Marco non commenta, e riprende a tormentarsi le mani.
«Se collabori, e mi dici chi altro c’era e dov’è finito il coltello» Raffaele addolcisce la voce, «magari te la cavi solo con un’accusa di concorso omissivo di reato e—»
Il ragazzo scatta di nuovo in piedi e si sporge in avanti, con le dita aggrappate al bordo della scrivania, sbiancate dallo sforzo di rimanere ancorate a qualcosa.
«Ho detto che non faccio la spia, cazzo!»
«Sarebbe cambiato qualcosa se al posto del signor Valsecchi ci fosse stato qualcuno a cui tieni?»
Marco si risiede e abbassa lo sguardo. «Lei non capisce…»
«Hai ragione, non capisco» dice in tono sconsolato. «Possibile che la giustizia valga meno della lealtà nei confronti dei tuoi amici? Anche se hanno quasi ucciso un uomo?»
Il ragazzo solleva la testa. Raffaele incrocia i suoi occhi alla ricerca di un barlume di consapevolezza, e per un attimo gli sembra di scorgerla.
«È che… se ti mostri debole, ti considereranno sempre un debole».
«Chi? I tuoi amici?»
«Tutti. È come un tatuaggio. Sei marchiato a vita».
Raffaele sospira. «La vita è lunga, non c’è solo la scuola… Quella prima o poi finisce».
Marco fa un sorrisetto storto. «Gliel’ho detto che non avrebbe capito».
«Credi veramente che aggredire un uomo indifeso sia una dimostrazione di forza?»
«Non lo so…» borbotta lui esasperato. «Non è questo il punto».
«E qual è il punto?»
«Se non fai quello che ci si aspetta da te finisci come un emarginato».
«Quindi è più importante essere accettati dalla comunità, anche se significa abbracciare valori sbagliati, piuttosto che fare la cosa giusta».
Marco fa una smorfia, come se Raffaele avesse detto la cosa più stupida del mondo. «Parli come mio padre».
Raffaele non commenta.
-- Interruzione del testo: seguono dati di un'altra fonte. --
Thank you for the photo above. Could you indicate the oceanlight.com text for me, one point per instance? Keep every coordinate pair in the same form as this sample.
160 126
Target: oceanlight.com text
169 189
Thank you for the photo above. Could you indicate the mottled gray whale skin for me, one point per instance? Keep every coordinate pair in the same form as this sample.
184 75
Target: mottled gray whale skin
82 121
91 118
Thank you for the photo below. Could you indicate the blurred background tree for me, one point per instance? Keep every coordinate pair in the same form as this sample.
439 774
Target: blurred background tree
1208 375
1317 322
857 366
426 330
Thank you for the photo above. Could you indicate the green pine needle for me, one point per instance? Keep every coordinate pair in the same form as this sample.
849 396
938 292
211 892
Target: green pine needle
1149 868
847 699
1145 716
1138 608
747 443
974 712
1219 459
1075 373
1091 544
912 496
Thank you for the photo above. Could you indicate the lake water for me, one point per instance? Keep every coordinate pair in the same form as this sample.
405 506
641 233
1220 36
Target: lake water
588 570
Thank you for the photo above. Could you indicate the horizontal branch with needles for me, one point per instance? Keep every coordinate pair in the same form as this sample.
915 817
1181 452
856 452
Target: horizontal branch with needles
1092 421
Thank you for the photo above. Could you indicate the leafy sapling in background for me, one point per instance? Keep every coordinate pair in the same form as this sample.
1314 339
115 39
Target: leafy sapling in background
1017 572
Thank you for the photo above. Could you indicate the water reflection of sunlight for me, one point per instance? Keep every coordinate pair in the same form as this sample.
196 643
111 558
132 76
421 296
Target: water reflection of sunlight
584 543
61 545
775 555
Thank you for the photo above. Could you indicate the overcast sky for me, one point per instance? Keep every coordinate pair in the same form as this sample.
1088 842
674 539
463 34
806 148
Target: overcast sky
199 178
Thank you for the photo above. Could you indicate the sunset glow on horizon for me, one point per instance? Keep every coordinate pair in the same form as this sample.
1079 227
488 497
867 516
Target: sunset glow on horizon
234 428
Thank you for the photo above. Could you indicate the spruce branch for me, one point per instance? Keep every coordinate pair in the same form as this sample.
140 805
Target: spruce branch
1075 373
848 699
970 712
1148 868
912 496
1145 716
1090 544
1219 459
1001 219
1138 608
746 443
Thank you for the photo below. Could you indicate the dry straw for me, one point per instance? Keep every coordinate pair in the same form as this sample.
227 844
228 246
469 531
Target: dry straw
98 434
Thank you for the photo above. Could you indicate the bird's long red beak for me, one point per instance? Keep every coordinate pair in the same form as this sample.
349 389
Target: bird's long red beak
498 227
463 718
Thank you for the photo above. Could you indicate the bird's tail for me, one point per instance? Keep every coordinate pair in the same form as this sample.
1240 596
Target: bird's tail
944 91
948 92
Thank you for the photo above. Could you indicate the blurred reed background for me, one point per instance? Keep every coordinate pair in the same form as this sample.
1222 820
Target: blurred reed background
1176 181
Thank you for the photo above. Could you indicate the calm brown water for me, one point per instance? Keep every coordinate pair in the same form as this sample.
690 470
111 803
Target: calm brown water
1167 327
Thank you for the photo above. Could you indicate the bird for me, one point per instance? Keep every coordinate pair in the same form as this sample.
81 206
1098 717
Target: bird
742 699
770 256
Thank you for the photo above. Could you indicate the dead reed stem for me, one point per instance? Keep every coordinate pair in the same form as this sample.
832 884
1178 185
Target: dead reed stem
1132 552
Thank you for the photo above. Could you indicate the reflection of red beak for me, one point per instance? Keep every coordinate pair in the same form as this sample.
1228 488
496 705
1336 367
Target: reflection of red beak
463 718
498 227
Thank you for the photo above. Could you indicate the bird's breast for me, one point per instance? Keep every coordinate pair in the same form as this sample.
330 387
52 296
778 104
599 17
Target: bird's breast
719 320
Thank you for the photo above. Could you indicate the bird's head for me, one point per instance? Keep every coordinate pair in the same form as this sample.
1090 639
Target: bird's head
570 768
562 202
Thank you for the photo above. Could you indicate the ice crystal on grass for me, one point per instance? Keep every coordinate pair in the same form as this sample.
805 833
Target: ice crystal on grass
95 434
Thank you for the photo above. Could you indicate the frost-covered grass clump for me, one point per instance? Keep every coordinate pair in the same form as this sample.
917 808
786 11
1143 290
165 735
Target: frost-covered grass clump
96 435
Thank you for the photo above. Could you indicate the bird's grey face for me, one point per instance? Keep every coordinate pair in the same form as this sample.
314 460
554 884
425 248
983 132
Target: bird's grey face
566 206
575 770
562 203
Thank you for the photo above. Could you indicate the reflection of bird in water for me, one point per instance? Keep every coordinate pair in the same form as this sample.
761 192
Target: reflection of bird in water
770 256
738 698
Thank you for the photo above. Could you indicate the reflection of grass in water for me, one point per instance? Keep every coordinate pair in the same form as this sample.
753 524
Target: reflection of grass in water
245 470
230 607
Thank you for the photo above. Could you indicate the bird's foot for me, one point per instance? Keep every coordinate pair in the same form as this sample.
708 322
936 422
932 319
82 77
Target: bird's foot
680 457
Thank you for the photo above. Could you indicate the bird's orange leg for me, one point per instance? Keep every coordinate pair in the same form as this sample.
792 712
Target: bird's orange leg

Rimane in silenzio a osservarlo.
Marco ha smesso di infierire con i piedi sul pavimento.
«Io non so cosa sia giusto, so solo che se non ti mostri forte sei perduto, è la fine».
Raffaele si sporge sulla scrivania per avvicinarsi il più possibile al viso del ragazzo.
«Non hai risposto alla mia domanda».
Marco solleva la testa e gli rivolge un’occhiata interrogativa.
«Se al posto del signor Valsecchi ci fosse stato qualcuno a cui tieni, tuo padre o un tuo caro amico, ti saresti comportato allo stesso modo?»
«Non lo so».
«Saresti rimasto lì impalato a guardare che veniva pestato a sangue?» insiste Raffaele.
«Ho detto che non lo so» ripete Marco alzando il tono.
«Non avresti fatto nulla per paura di essere considerato un debole?» lo incalza, e sente anche la sua voce che sale in crescendo.
«Non lo so. Ho detto che non lo so. Basta!» gli urla contro e si mette le mani sul viso coprendosi gli occhi e la bocca. Poi prende a dondolare il tronco avanti e indietro, borbottando contro i palmi. Forse sta piangendo, Raffaele non riesce a capirlo. All’improvviso il ragazzo si raddrizza sulla sedia e abbassa le mani portandosele alle ginocchia. Guarda Raffaele con aria di sfida.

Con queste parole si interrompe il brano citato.